The words lodged deep in her chest, where they both healed and hurt.
Before she could reply, the door slammed open.
Kai stood there, his presence filling the small room like a storm cloud. His eyes flicked from Luna to Jax, and though his face betrayed little, the tension in his body spoke volumes.
"What are you doing here?" Kai's voice was calm, almost too calm.
Jax straightened, his expression hardening. "Checking on her. She's not ready for the pace you're forcing on her."
"That's not your decision to make," Kai said, stepping inside. He looked at Luna then, and for a moment, she thought she saw something flicker in his gaze—not anger, not cruelty, but something more dangerous: possession.
"She chose this path," Kai continued, his eyes never leaving hers. "Didn't you, Luna?"
Her heart pounded. Both men were staring at her, waiting for her answer, pulling her in opposite directions. Jax's eyes begged her to resist, to hold onto herself. Kai's demanded obedience, demanded she prove her worth.
Luna's lips parted. No sound came out. She felt trapped between two versions of herself: the girl who still wanted to be human, and the girl being carved into a blade.
Finally, she whispered, "I chose this."
Jax flinched as if she'd struck him. He opened his mouth to argue, but Kai cut him off.
"Good." A faint smirk tugged at Kai's mouth. "Then you'll be ready tomorrow. First mission. No more training wheels."
Luna's stomach dropped. She hadn't expected it to come so soon.
Kai turned to leave, his words slicing through the air like a knife. "Rest well.

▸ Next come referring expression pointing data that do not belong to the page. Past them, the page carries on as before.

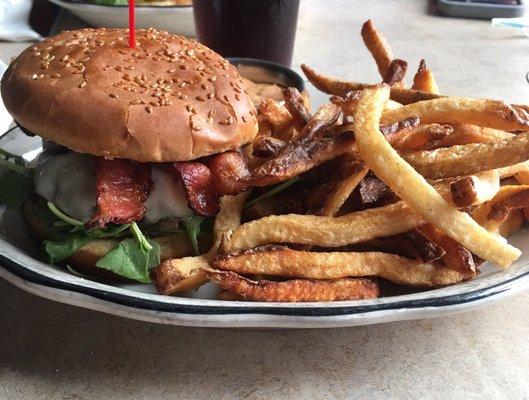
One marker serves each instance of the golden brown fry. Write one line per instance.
(424, 79)
(396, 72)
(282, 261)
(469, 159)
(475, 189)
(487, 113)
(423, 137)
(456, 257)
(411, 187)
(341, 88)
(278, 117)
(181, 274)
(377, 46)
(296, 290)
(296, 107)
(482, 213)
(512, 223)
(338, 190)
(325, 231)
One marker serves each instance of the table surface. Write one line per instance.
(54, 351)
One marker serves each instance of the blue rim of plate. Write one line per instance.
(323, 310)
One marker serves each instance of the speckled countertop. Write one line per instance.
(53, 351)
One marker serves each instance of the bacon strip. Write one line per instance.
(204, 182)
(122, 187)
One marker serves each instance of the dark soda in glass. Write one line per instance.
(264, 29)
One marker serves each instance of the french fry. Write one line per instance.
(338, 87)
(285, 262)
(278, 117)
(182, 274)
(297, 290)
(377, 46)
(338, 190)
(296, 107)
(325, 231)
(415, 190)
(423, 137)
(475, 189)
(424, 79)
(487, 113)
(469, 159)
(396, 72)
(456, 257)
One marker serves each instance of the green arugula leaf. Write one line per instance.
(16, 180)
(192, 226)
(59, 250)
(131, 260)
(272, 192)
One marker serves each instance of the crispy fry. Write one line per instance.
(282, 261)
(341, 88)
(296, 290)
(456, 257)
(488, 113)
(512, 223)
(278, 117)
(181, 274)
(396, 72)
(338, 190)
(377, 46)
(424, 79)
(304, 153)
(296, 106)
(482, 213)
(413, 188)
(475, 189)
(423, 137)
(325, 231)
(470, 158)
(267, 146)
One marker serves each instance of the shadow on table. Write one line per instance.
(66, 352)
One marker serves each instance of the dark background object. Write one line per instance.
(263, 29)
(482, 9)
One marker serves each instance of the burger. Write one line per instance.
(138, 145)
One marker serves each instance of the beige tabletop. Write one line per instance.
(54, 351)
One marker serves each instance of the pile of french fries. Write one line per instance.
(387, 183)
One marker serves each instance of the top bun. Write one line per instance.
(168, 99)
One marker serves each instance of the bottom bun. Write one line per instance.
(84, 260)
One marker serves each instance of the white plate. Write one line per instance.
(177, 19)
(20, 264)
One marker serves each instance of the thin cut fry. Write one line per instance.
(423, 137)
(413, 188)
(181, 274)
(377, 46)
(296, 290)
(396, 72)
(325, 231)
(488, 113)
(341, 186)
(475, 189)
(285, 262)
(469, 159)
(424, 79)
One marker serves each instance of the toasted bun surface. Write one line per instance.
(169, 99)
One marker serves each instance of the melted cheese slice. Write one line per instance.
(68, 180)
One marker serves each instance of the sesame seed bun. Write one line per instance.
(169, 99)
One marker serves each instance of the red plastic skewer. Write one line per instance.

Tomorrow, we see what you're truly made of."
The door shut behind him, leaving silence.
Jax looked at her, hurt blazing in his eyes. "You didn't have to say that," he murmured.
Tears stung her eyes, but she refused to let them fall. "I did," she whispered back. "Because if I don't survive this… nothing else will matter."
Jax stepped closer, his hand twitching as if he wanted to reach for hers but stopped himself. "Surviving isn't the same as living, Luna. Don't forget that."
Then he left too.
And Luna stood in the quiet, her chest aching, her hands trembling, her heart split in two.
Tomorrow, she would step into her first mission. Tomorrow, she would either prove herself—or lose what was left of her humanity.
The night pressed in once more, heavy and suffocating, as Luna lay back on the bed and whispered to herself, over and over, like a prayer and a curse:
I chose this. I chose this. I chose this.
But deep inside, she wondered if she was choosing survival—or slowly choosing her own destruction.